Holst did find a solution to his competitive ambition and physical inability and left his mark cover the 1911 “Queen of Fortune Tellers” program, which listed 28 copyists who copied roughly 1,500 pages of fragments over 18 months. “Planet” was similarly daring, especially as a project undertaken through the war. His student Jane Joseph commented that he “resigned himself to the necessity of having a huge orchestra that no one could afford in times of war.”
To help prepare “The Planets”, Holst recruited Joseph, in addition to Lasker and Day, who were music teachers at St. Paul’s to act as his guardians. Because neuritis particularly affected his writing hand, Holst once referred to women as his “three right hands”; Imogen Holst, the composer’s daughter, described their role in completing the 198 pages of the entire rating as “invaluable”.
There was no free time through the school week, so the writing of Planets took place on weekends, with activities centered across the recent, soundproof music room in St. Paul’s. (The room still serves as a music room, and a sign on the door reads “Mr. Holst’s Room.”) Holst, sitting away from the piano, would ask them to check out material, dictate portions of the rating, or provide orchestration suggestions.
Some idea of what this environment was like may be present in the memoirs Lasker wrote for the varsity magazine Paulina in 1960:
He had a sketch of a piano and in red ink he wrote down what instrument was playing on each note. In one other room, Jane Joseph, certainly one of his students, was working on one other a part of the rating. As soon as she and Nora Day had written 4 pages – all of us worked in the identical constructing – they brought it to me in one other room and I transcribed it for the piano. We did all the things in six weeks. We all worked eight hours a day, and I can not imagine every other composer working like that without worrying and losing his temper.
Fragments of the “Planet” manuscript can be found on the Internet via the Royal College of Music archivesand clearly display a similar collaborative process in motion. The rating for 2 pianos has Holst’s orchestration instructions written in red ink; in different places there are large sections crossed out and notes within the margins about whose handwriting is whose and where it changes.

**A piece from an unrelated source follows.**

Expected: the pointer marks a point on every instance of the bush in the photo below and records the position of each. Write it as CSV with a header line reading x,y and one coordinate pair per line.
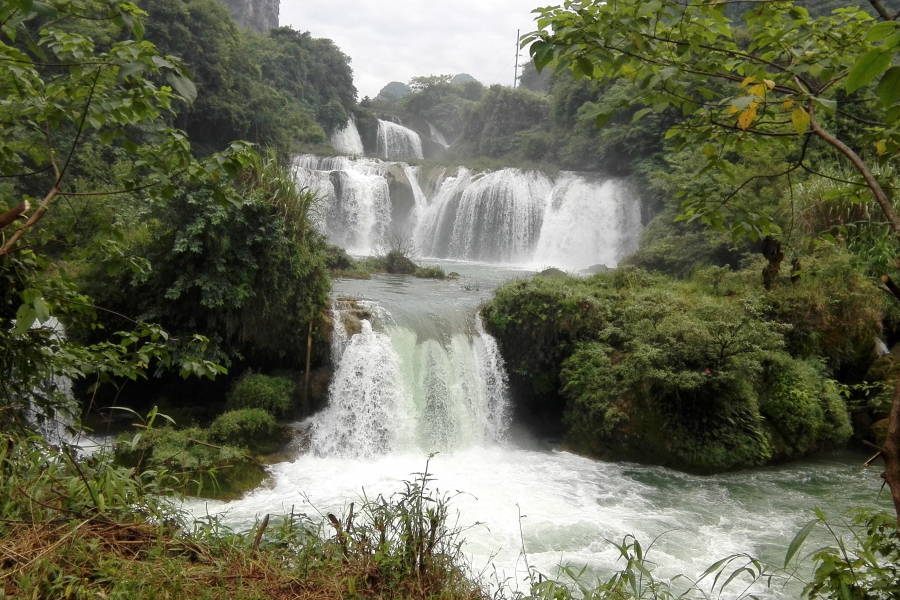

In 2009, Holst scholar Alan Gibbs compiled a list of all of Lasker’s arrangements for Holst and others. It incorporates quite a few arrangements of “The Planets”, vocal scores for Holst’s operas “The Perfect Fool” and “At the Boar’s Head”, and original works on his “Japanese Suite”. There are also details of Lasker and Day’s similar relationship with Ralph Vaughan Williams, including piano arrangements of his “London”, “Pastoral” and the Fourth Symphony, in addition to his ballet “Job” and his Piano Concerto. They were created for various purposes: rehearsals, demonstrations, performances, as a sounding board for ideas, as a approach to persuade conductors and programmers to support the work.